Crockpot Tomato Soup



...even easier and just as fabulous as the crockpot chicken noodle soup I made earlier this week. Once again, I pinned a few tomato soup recipes on Pinterest, but ultimately used my noggin--and okay, my mother-- to compose an original recipe to call my own. Until this week, I had only used my crockpot once and it was for rotel dip... They say that the crockpot is your best friend during your first few years as a wife. That was not true for me until this week, but now that I've discovered the hundreds of recipes for this thing, I'm unlikely to ever cook anything in my oven again.

Ingredients:

4 cups Swanson chicken broth (I use low sodium)
4 14-oz cans of pureed tomatoes or 5-6 pureed tomatoes.

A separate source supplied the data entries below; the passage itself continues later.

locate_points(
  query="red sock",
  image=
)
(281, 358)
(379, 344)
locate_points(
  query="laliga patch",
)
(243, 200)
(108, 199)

Although it tastes absolutely wonderful with canned tomatoes, next time I'll try using real ones. My blender has a puree setting, but I really didn't feel like pulling that thing out today.
2 tbls extra virgin olive oil
1 tsp thyme
1 tsp basil
1 tsp parsley
1-2 tbls heavy whipping cream
1/2 tbls minced garlic
Salt to taste
Pepper to taste
Parmesan Cheese (Shredded) for topping

Combine your broth, tomatoes, and EVOO in your crockpot and turn it on the appropriate setting (Low or High) depending on what time you begin. I started around 10am (Eric gets home at 4 on Fridays), so I put my on the LOW 6 Hours setting.
Stir your mixture, then add a tbls heavy whipping cream (if you end up needing another tbls add it later on). Add 1/2 tbls minced garlic and let simmer for a few hours or until you're almost ready to serve. Then add your salt and pepper, thyme, basil, and parsley and stir. If you need another tbls of heavy whipping cream, go ahead and add that. Do some taste-testing (and get a second opinion--in my case Eric) to see if you need additional salt/pepper. Season as much or as little as you like!

Top each serving with a little shredded parmesan cheese and serve with crackers and grilled cheese!!! Easy and perfect for this chilly November weather!!!